Un día, Juan Carlos habló con otro rey amigo de otro país muy muy lejano (también dependiendo de cómo se mire), de esos reyes exóticos que llevan turbante. Era el Rey de Araba Saudí.

Y el del turbante le dijo al de España: Juanqui, necesito que los españoles me hagan un trenecito que vaya a La Meca, que es la ciudad santa de nuestro pueblo, como sabes.

Y Juanqui le contestó: vale.

Pero el del turbante añadió: el problema es que me sale un poco caro, el trenecito.¿Tú podrías, Juanqui, hacer que las empresas españolas me lo dejaran un poco más barato?

Y Juanqui le contestó otra vez: vale. Si a cambio del favor, yo me llevo un dinerito.

Y aquí viene el lío. Porque al parecer Juan Carlos cogió el dinerito y se lo llevó a otro país muy muy lejano (también depende de cómo se mire) llamado Suiza. Es un país donde la gente rica acostumbra a llevarse el dinero para ocultarlo y no tener que pagar impuestos.

Allí estuvo el dinerito durante un tiempo, y después, según dicen también las malas lenguas, Juan Carlos se lo regaló a una amiga, una tal Corinna, con la que mantenía una buena relación (las malas lenguas dice también que algo más).
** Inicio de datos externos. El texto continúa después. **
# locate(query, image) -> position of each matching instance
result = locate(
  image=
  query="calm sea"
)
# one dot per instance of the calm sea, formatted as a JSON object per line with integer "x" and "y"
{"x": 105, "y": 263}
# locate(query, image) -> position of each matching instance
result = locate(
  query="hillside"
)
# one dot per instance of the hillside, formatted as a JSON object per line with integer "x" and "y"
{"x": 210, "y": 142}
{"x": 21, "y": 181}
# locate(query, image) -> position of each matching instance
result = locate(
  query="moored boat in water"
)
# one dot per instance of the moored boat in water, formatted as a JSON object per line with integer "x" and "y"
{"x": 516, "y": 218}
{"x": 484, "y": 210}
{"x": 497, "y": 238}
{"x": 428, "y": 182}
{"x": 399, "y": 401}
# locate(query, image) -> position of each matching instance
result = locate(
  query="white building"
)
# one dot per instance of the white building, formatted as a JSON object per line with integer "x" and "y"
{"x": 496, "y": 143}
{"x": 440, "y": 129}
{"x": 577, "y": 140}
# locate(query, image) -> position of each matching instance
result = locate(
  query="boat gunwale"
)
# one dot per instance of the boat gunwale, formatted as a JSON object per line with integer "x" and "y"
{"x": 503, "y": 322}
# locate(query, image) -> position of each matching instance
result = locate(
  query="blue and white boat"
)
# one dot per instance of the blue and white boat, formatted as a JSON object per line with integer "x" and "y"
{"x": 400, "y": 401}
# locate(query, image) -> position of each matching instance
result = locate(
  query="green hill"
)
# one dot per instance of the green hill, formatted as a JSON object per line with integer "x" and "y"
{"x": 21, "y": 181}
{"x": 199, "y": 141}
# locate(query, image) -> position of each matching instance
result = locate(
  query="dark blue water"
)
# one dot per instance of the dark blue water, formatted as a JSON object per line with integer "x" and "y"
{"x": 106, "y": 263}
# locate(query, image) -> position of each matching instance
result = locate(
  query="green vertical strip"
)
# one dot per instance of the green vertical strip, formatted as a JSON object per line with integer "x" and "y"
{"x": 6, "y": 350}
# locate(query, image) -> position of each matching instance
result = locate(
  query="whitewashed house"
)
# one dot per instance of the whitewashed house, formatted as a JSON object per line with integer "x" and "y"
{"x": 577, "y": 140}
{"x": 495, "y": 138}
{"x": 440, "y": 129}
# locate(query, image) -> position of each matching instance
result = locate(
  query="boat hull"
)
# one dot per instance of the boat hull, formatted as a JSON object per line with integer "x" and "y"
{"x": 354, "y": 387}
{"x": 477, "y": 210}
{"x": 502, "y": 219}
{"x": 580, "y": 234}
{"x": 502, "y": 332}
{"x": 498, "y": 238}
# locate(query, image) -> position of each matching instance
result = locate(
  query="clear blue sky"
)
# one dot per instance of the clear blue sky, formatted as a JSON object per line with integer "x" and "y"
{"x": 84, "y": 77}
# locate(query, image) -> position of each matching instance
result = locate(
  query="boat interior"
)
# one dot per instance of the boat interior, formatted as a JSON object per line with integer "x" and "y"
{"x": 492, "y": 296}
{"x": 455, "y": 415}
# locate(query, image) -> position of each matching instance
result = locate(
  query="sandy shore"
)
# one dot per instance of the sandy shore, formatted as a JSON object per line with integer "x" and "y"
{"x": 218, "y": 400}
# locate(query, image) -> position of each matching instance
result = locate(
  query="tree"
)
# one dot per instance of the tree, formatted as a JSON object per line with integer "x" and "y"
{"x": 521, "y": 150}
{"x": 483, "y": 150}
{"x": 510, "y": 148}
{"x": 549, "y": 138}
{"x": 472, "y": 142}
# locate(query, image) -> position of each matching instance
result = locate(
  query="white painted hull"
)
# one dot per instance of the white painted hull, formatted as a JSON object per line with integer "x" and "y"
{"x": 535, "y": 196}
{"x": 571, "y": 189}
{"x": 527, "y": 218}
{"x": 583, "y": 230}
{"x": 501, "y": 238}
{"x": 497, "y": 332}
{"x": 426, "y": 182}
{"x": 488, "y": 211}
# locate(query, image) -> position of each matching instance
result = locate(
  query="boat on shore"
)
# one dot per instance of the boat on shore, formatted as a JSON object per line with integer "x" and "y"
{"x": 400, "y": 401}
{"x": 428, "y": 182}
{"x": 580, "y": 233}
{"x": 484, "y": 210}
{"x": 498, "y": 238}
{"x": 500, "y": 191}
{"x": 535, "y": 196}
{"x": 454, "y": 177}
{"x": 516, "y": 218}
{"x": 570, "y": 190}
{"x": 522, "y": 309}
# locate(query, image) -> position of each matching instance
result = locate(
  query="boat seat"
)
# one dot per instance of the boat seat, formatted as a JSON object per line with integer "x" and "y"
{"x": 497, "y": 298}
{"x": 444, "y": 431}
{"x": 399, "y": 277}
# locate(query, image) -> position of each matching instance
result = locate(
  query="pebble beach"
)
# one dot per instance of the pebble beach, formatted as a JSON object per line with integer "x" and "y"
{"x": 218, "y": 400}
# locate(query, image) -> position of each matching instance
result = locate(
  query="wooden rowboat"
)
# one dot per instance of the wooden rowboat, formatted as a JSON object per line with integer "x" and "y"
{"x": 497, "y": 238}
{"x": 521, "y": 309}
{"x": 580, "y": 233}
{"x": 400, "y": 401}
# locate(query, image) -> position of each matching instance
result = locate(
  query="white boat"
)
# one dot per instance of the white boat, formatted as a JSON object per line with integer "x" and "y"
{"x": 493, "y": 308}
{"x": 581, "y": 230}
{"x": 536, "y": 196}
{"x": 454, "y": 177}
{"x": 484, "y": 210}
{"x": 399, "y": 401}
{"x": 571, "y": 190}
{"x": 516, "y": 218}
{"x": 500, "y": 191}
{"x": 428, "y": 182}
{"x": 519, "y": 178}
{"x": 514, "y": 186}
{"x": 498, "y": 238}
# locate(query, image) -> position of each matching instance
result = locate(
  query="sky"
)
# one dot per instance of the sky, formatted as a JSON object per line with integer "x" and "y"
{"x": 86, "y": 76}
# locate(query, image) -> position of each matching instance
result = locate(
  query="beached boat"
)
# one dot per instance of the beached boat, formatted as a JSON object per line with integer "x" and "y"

Y resulta que ahora se está descubriendo el pastel, y se investiga si el rey emérito cometió al menos dos delitos: cobrar un dinero a cambio de un trato de favor y llevárselo a otro país para ocultarlo. Lo de regalárselo a su amiga, o a quien quiera, ya es cosa suya.

Pero resulta que los reyes, ¡ay amigos!, tienen un as en la manga, que se llama inviolabilidad. Significa que no pueden ser juzgados por lo que han hecho mientras fueron reyes. ¡Las monarquías tienen esas cosas!

Hay algún procedimiento para cambiar eso de la inviolabilidad, pero es muy requetecomplicado, porque hay que modificar la Constitución, disolver el Parlamento, convocar nuevas elecciones… Es decir, un lío de tres pares de narices.

Así que en estas estamos: con el Rey emérito tratando de escaquearse del asunto, los partidos políticos intentando sacar ventaja del lío, nosesabequién disfrutando de los dineritos… Y el resto de los españoles, preocupados por sobrevivir en mitad de la crisis económica provocada por el dichoso coronavirus.

El coronavirus emérito. Porque también ha hecho sus méritos, el dichoso bichito.

Y colorín colorado, este cuento se ha acabado. De momento.